The real “villain” of the LCS story, and other programs with excessively long build and operational test periods, is perhaps the 1980s-era test and evaluation program managed by the Director of Operational Test and Evaluation (DOT&E). As Thomas Donnelly of the American Enterprise Institute has said, “DOT&E has been a ‘Mengele like menace‘to the Defense Department since its 1983 inception, and has become an unaccountable bureaucratic overlord in the Pentagon”. DOT&E does not pay for the additional tests it authorizes, and its staff of “whiz kids” often overrules experienced officers with decades of service on what constitutes an effective operational test of a combat system.

The “fly before you buy” concept adopted in the mid 1980s demanded testing in advance of initial operating capability. It is one of the foundations of DOT&E’s authority.  This was a reasonable requirement for the time, but defense program management has changed since the mid-1980s. Nearly all weapon systems are now the product of “phased introduction” where the final “product” may be a decade away from the initial introduction of the system to operating forces. Rather than conduct a single series of tests prior to introduction, DOT&E now haunts a program for decades with each increment of a program requiring more testing. Contrary to DOT&E claims, this does result in additional costs on the program. The additional tests are not the source of that added cost, but rather the delays they inflict alter production schedules and change acquisition timelines. This often results in increased program costs. In today’s effort to reform defense acquisition, Congress should look to adjust the system of testing requirements to correct a condition where “perfect” has become the enemy of “good enough.” As the designer of the radar systems that saved Great Britain from the Luftwaffe’s blitz in 1940/41, Robert Watson Watt said, “Give me the third best to go on with, the second best comes too late and the best never comes.”

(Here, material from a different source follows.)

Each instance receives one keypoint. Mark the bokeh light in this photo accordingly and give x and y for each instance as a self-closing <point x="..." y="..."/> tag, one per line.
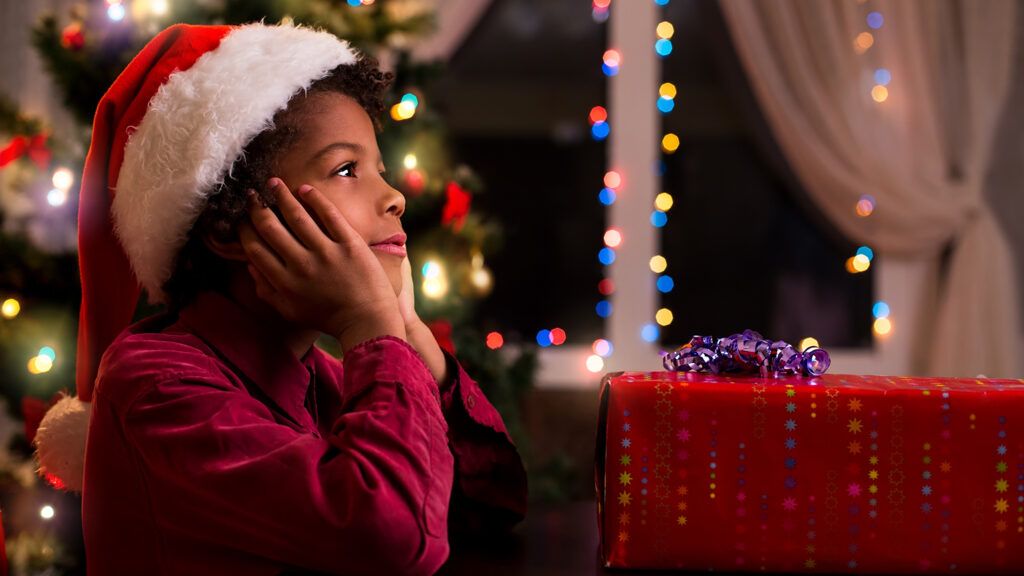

Like many of the defense writers who have used LCS as a strawman, Lawrence Korb’s assessment of the program is flawed and riddled with errors. Presence has been an unofficial Navy mission since the beginning of the United States and a codified one since 1993. The initial underestimation of LCS’s costs and the decision to maintain two sea frames was responsible for the high cost of the initial units rather than their early deployment. James Hasik’s endorsement of the modular systems concept behind LCS is welcome, but modularity is unlikely to continue as a viable U.S. naval concept if its LCS program anchor fails. Hendrix points out valuable lessons from past U.S. warship construction that suggest LCS’s shortfalls will also be corrected. Despite problems, LCS remains an affordable choice for a modern small surface combatant compared with a new design whose initial unit would cost as much as $1.5 billion a copy. Critics should perhaps look at the deep flaws within the defense acquisition system, notably its unchecked test and evaluation arm, before making such harsh assesments of individual programs. The Littoral Combat Ship and its proposed frigate variant remain the best choice for rapidly increasing the size of the U.S. surface fleet in response to a deteriorating international situation. It remains relatively inexpensive, it is getting additional capabilities to meet new challenges in naval warfare, and it has been well received by forward deployed commanders. It remains the best choice.


Steve Wills is a retired surface warfare officer who served on multiple small combatants over the course of his naval career. He is a PhD candidate in Military History at Ohio University in Athens, Ohio. His forthcoming dissertation is entitled, “Replacing the Maritime Strategy; The Change in U.S. Naval Strategy from 1989-1994.”